A primeira queixa registrada após a volta do futuro mandão regional a sua terra natal, Aurora, foi a dos irmãos Moreira, já no fim de 1921, nas proximidades do distrito de Boa Esperança, hoje Iara, município de Barro (Ceará), próximo da fronteira com a Paraíba. Foi assim que se referiu a este fato o ex coletor de impostos José Soares de Gouveia, em interessante artigo sobre o cangaço no Nordeste brasileiro em "O Jornal" (Rio de Janeiro, 21 de agosto de 1927, p.3):
“(...) Isaías refugiou-se então com sua família na Vila de Aurora, e inimizando-se com a família Moreira, atacou- a no povoado próximo de Boa Esperança com os seus cangaceiros. Roubou e transportou para Aurora todo o estabelecimento comercial do Sr. Antônio Moreira, que hoje cobra do estado do Ceará 140 contos de indenização (...)”. É importante salientar que a questão com os Moreiras se iniciou a partir de queixa prestada por Antônio Moreira, que era negociante, contra Isaías Arruda, então delegado de polícia de Aurora, o que lhe fez ser exonerado logo após isso.

Isaias Arruda
Isaías supôs que o motivo da denúncia se deu em virtude de ter atirado e causado tumulto no dia da eleição, em 21 de fevereiro de 1921, o que lhe fez ter perdido o cargo, o seu primeiro emprego, na realidade. Antônio Moreira de Oliveira era amigo e compadre do Dr. Daniel Cardoso, que havia se candidatado e perdido a eleição para deputado, ocorrida em fevereiro de 1921 e por isso ficou ressentido pelo prejuízo que este candidato sofrera (BRAZIL, 1923).
Depois disto, Isaías intrigando-se com Antônio Moreira, continuou com perseguições e hostilidades que culminaram com o saque realizado em seu comércio em dezembro de 1921. Para os Arrudas, foi este um “acerto de contas” pelo prejuízo que Moreira dera a Isaías em virtude da exoneração.
Em 6 de janeiro de 1922 Isaías Arruda entra em confronto com policiais nas proximidades do mercado público em Aurora, no que se acreditou ter sido vingança dos Moreiras, vinda de Boa Esperança.
Isaías, acusado de atentar contra a força policial da vila e contra a vida do soldado Francisco Paulino Sobrinho, viu ser aberto processo contra ele e alguns dos seus, dois dias depois; e já no dia 30, foi expedido mandado de prisão preventiva pelo suplente de juiz substituto em exercício da vila d’Aurora, Justino Alves Feitosa, o mesmo que iria ser padrinho de sua filha Orlandina, em 1924. Foram apontados, além de Isaías Arruda, o seu irmão Lino Arruda, seu primo José Cardoso de Figueiredo, seu sobrinho Manoel Furtado de Figueiredo, Antônio Padeiro, José Bernardo e Vicente do Carmo.

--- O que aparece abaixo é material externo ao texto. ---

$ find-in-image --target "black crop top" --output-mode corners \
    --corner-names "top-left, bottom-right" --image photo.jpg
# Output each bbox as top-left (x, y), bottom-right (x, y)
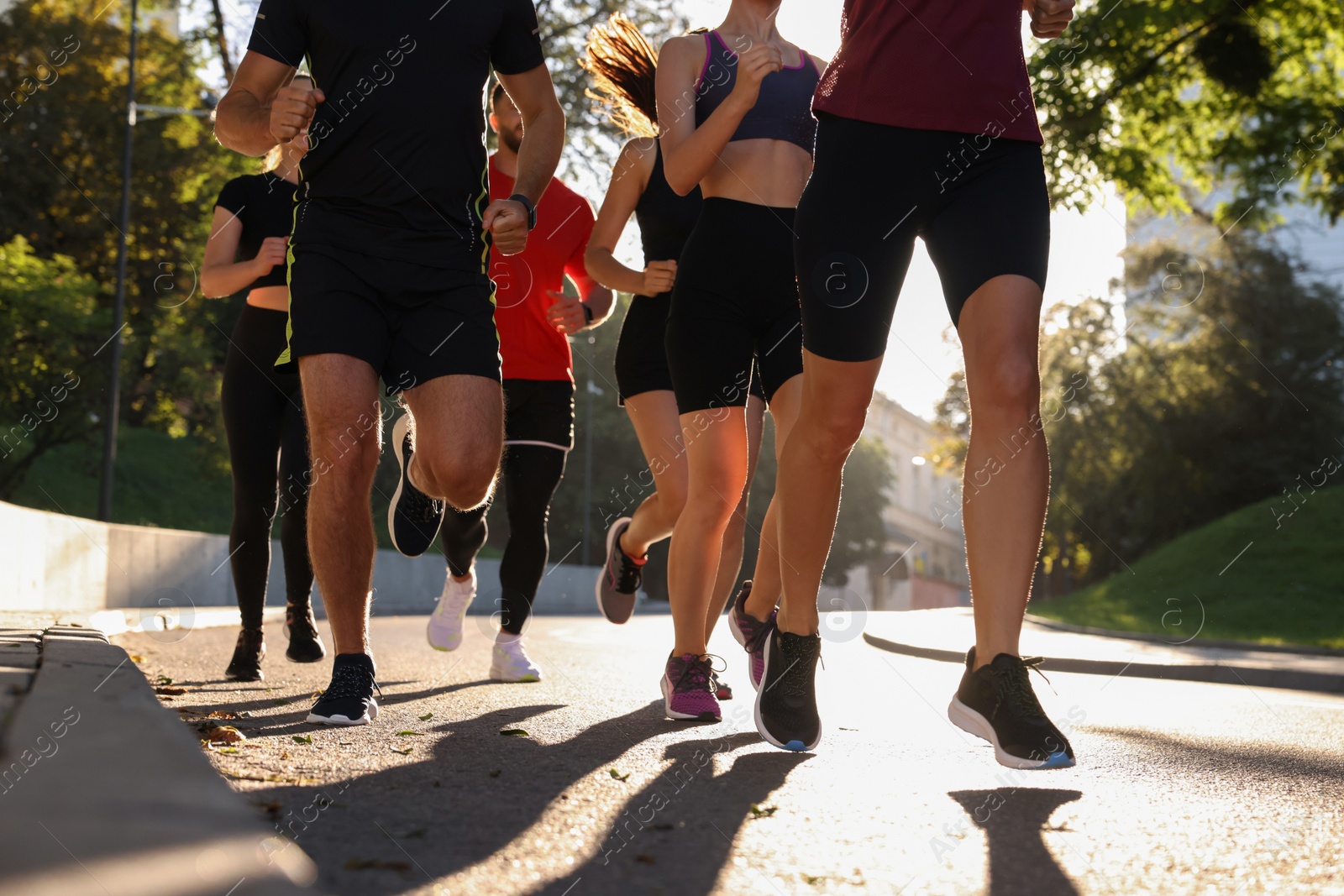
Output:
top-left (215, 173), bottom-right (298, 291)
top-left (634, 141), bottom-right (701, 265)
top-left (695, 31), bottom-right (822, 155)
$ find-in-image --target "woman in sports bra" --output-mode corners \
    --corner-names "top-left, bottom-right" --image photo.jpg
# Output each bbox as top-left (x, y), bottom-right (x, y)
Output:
top-left (580, 12), bottom-right (764, 700)
top-left (657, 0), bottom-right (820, 720)
top-left (200, 76), bottom-right (327, 681)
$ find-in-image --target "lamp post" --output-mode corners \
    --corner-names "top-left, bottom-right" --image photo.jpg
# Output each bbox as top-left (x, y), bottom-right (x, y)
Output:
top-left (98, 0), bottom-right (139, 521)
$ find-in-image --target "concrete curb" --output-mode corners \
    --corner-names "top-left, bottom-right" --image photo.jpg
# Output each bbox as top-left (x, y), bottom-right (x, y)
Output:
top-left (1026, 612), bottom-right (1344, 657)
top-left (863, 631), bottom-right (1344, 693)
top-left (0, 627), bottom-right (316, 896)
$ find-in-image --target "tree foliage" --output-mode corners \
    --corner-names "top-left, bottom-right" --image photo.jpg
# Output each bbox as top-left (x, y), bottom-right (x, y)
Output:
top-left (1030, 0), bottom-right (1344, 226)
top-left (942, 238), bottom-right (1344, 589)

Joao Tavares Calixto Junior e Manoel Severo

Cinco testemunhas foram intimadas e ouvidas neste processo: Antônio Jaime Araripe, comerciante, 29 anos de idade, natural de Jardim; Eduardo da Silva Leite, proprietário na vila d’Aurora, natural do Rio Grande do Norte; Gabino Bezerra de Barros, solteiro, comerciante, natural do Pernambuco; Alfredo de Castro Jucá, solteiro, 18 anos, comerciante, natural de Iguatu e Moisés Vilela de Oliveira, solteiro, de 32 anos, comerciante e natural da vila d’Aurora.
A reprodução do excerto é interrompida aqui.